Já
tive outras oportunidades de escrever cogitações sobre esse tema, mas me parece
útil retomar a questão na medida em que perguntas freqüentes nas abordagens
feitas aos profissionais da saúde mental sem duvidas são referentes à
depressão. Então decidi nessa linha, trazer a baila novamente esse
questionamento.
Quando alguém
apresenta um quadro de depressão, sem duvida se mostra encapsulado num formato
especial de comportamentos que desperta no outro, uma curiosidade enorme. Isso
porque os processos mentais característicos dessa experiência emocional
acontecem internamente, logo de forma ofuscada do olhar externo.
O pensamento
comprometido pela depressão é mantido essencialmente por fantasias que muito
pouco se adéquam a realidade. Normalmente povoadas de uma crença do regresso
daquilo que foi perdido. O sujeito depressivo só vê motivos em continuar
vivendo se vincular essa motivação ao retorno do que foi perdido.
De forma geral
descrevemos como depressão, a definição de toda categoria de elementos que se
encontre de maneira rebaixada ou colocada no nível inferior às outras. Na
geografia topográfica, por exemplo, se utiliza do termo para descrever as
regiões mais profundas do terreno. Desta mesma forma, a psicologia se utilizou
desse conceito para descrever o recolhimento dos investimentos emocionais.
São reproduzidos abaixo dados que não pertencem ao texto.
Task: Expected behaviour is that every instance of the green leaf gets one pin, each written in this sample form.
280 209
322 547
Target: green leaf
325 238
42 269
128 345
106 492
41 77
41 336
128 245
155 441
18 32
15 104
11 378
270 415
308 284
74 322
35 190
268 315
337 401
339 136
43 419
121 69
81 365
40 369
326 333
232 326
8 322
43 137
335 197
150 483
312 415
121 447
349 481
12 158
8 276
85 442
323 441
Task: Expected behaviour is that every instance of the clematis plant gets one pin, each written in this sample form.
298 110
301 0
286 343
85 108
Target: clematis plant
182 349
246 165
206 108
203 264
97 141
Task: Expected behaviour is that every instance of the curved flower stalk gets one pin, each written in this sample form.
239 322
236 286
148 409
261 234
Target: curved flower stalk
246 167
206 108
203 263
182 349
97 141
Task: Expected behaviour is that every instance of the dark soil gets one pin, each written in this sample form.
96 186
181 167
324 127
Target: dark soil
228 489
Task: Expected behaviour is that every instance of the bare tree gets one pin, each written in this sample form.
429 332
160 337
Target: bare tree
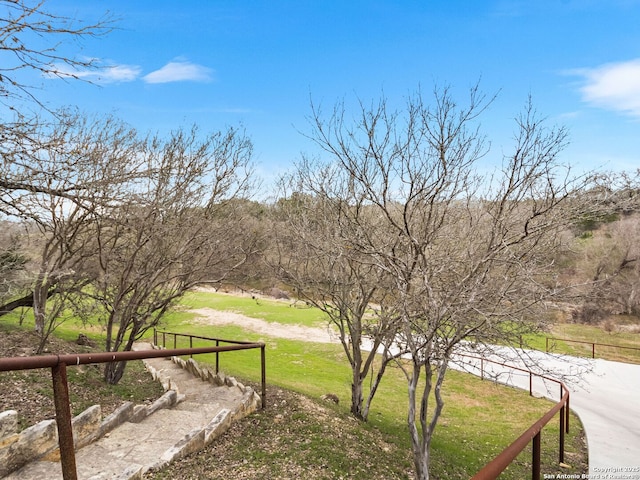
314 239
31 38
469 255
53 177
175 229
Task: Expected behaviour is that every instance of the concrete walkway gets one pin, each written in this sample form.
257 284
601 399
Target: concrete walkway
202 411
604 395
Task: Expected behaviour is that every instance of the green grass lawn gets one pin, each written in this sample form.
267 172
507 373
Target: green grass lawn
480 418
607 343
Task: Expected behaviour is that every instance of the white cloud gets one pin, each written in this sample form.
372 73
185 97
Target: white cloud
180 71
613 86
102 75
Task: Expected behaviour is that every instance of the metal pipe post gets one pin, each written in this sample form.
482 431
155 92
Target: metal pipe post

Certa introspecção no funcionamento emocional. O interesse no
mundo externo diminui e o funcionamento psíquico passa a compreender, em sua
maior parte, apenas os aspectos do mundo interno.
Algumas condições
devem existir para que se desenvolva a depressão que ocorrerá normalmente após
alguma perda importante. “Entra-se” em depressão quando acontece à perda de
alguém, ou mesmo de alguma coisa muito importante na vida do sujeito. Se estivermos aqui
falando de um desenvolvimento saudável do funcionamento mental, a depressão
deve compreender certo período de afastamento das coisas do mundo externo. Um
desinvestimento de interesse no mundo que resultará num afugentamento da vida
social.
Essa experiência
emocional ocorrerá em qualquer pessoa, em qualquer fase da vida onde incida uma
grande perda. No entanto, existem pelo menos a
priori, dois tipos de depressão.
Um primeiro modelo é
a depressão normal que
ocorre numa mente saudável. Esse tipo de depressão se pronuncia sempre que
perdemos algo de muito valor. Nesse padrão depressivo, desvalorizamos o mundo
externo, nos resguardando na segurança do mundo interno. Porém, isso até que
nos recuperemos da perda e voltemos a nos interessar pelas coisas do mundo.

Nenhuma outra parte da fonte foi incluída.